Im Auswärtigen Amt war ein Krisenstab eingerichtet worden. Neben vielen anderen hatte auch der Zentralrat der Muslime in Deutschland zur Freilassung der deutschen Geisel aufgerufen. Nach dessen Darstellung haben die Entführer während Osthoffs Geiselhaft gewechselt. "Wir wissen, dass die Entführer anfangs eine kriminelle Gruppe waren, die nur auf Lösegeld aus war", sagte der Vorsitzende des Zentralrates der Muslime, Nadeem Elyas.
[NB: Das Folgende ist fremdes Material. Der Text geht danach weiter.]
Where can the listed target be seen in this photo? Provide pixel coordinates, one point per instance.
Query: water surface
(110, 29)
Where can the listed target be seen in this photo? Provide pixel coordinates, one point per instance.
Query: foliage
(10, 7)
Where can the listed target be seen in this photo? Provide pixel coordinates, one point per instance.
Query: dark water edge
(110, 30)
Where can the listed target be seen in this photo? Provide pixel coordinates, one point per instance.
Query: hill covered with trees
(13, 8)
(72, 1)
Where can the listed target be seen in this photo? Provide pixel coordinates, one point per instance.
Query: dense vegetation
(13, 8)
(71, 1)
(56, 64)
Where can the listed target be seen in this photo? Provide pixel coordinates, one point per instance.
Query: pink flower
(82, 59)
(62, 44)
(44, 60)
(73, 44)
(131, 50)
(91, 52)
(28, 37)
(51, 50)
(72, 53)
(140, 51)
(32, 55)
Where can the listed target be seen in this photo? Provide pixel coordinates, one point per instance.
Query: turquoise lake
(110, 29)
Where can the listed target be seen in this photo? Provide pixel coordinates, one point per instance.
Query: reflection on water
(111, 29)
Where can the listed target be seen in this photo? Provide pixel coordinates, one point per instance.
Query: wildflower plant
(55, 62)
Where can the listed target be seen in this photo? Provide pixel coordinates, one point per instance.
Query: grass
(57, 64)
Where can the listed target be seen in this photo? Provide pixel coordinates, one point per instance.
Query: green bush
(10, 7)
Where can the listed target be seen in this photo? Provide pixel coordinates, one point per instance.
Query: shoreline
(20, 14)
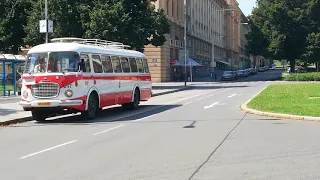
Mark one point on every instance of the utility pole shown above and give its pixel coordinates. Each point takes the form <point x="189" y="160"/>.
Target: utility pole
<point x="185" y="42"/>
<point x="46" y="18"/>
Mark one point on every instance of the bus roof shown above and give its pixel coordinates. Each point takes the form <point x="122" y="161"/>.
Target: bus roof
<point x="76" y="47"/>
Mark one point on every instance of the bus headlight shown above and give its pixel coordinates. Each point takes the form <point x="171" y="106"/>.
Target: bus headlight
<point x="68" y="93"/>
<point x="25" y="94"/>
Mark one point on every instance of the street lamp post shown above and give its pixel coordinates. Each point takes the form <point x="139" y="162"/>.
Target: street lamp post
<point x="185" y="42"/>
<point x="46" y="18"/>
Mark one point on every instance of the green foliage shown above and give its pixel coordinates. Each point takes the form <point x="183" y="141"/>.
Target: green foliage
<point x="13" y="15"/>
<point x="298" y="99"/>
<point x="132" y="22"/>
<point x="290" y="26"/>
<point x="65" y="16"/>
<point x="315" y="76"/>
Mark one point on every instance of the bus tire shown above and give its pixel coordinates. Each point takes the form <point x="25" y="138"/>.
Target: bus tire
<point x="93" y="107"/>
<point x="39" y="116"/>
<point x="136" y="101"/>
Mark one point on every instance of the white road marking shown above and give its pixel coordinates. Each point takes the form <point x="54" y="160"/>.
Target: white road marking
<point x="232" y="95"/>
<point x="160" y="106"/>
<point x="49" y="149"/>
<point x="210" y="106"/>
<point x="107" y="130"/>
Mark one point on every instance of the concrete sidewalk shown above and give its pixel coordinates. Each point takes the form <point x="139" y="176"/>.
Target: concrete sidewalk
<point x="11" y="112"/>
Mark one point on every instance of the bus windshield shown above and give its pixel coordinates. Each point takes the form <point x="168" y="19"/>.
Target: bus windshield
<point x="36" y="63"/>
<point x="63" y="62"/>
<point x="55" y="62"/>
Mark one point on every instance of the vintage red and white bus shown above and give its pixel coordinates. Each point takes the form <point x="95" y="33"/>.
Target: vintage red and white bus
<point x="72" y="75"/>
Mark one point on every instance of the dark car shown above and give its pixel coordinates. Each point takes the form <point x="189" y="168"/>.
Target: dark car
<point x="253" y="71"/>
<point x="247" y="72"/>
<point x="262" y="69"/>
<point x="241" y="73"/>
<point x="229" y="75"/>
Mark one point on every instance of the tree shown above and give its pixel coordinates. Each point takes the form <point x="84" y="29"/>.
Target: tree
<point x="283" y="24"/>
<point x="312" y="53"/>
<point x="132" y="22"/>
<point x="13" y="15"/>
<point x="66" y="19"/>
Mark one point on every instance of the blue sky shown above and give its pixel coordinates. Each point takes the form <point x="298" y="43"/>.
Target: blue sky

Die erste Gruppe habe Osthoff an eine "islamisch orientierte Gruppe 'verkauft'", die dann festgestellt habe, dass Osthoff nichts mit Spionage zu tun habe. Deshalb habe diese Gruppe kein Interesse an der Geisel gehabt.
Nach Darstellung der Münchner "Abendzeitung" hat die Bundesregierung kein Lösegeld in sonst üblicher Höhe gezahlt. Stattdessen sei eine "Aufwandsentschädigung" entrichtet worden, berichtete das Blatt. Für einen Teil der Summe sei ein Freund der Familie aufgekommen.
Dennoch könnten auf Osthoff noch Forderungen der Bundesregierung zukommen. Ein Außenamtssprecher sagte, man werde "irgendwann" - wie in solchen Fällen üblich - prüfen, ob Osthoff für die Kosten ihrer Rettung aufkommen müsse. Derzeit sei dies jedoch noch kein Thema.
Das Deutsche Medikamenten-Hilfswerk Action medeor, für die Osthoff Medikamente in den Irak brachte, bezeichnete die Freilassung als das "schönste Weihnachtsgeschenk zum 4. Advent, das wir uns vorstellen konnten".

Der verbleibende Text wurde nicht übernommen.